Server virtualization itself is designed to add redundancy and reliability to enterprise systems. With adequate backup mechanisms in place, it moves one step closer to becoming a fully supported enterprise architecture.

How many licenses?

Backup vendors follow different licensing schemes for backing up virtual servers. Here's a sampling of them:

Symantec LiveState Recovery: On a per-system basis. One license for each instance of an operating system, virtual or physical.

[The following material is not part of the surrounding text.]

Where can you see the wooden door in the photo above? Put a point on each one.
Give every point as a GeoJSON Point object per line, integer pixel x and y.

BakBone NetVault: One license per client. If multiple virtual machines are being individually backed up, each requires a license. If the physical server as a whole is being backed up, one license covers the server, regardless how many virtual machines are running on it. n

CommVault Galaxy: Priced per agent.

NSI Software Double-Take for Virtual Servers: One license covers up to five virtual machines running on a single host.

Tivoli Storage Manager: Per processor. Each component installed on a virtual machine is licensed according to the number of processors on the host machine.

Syncsort Backup Express: Same as physical servers -- each system on each node requires a separate client license.

CA ARCserve: One license for the host service and additional licenses for virtual machines.

EMC NetWorker: Separate licenses for each virtual server, but EMC is considering a model where a license would cover both the host and all its virtual servers.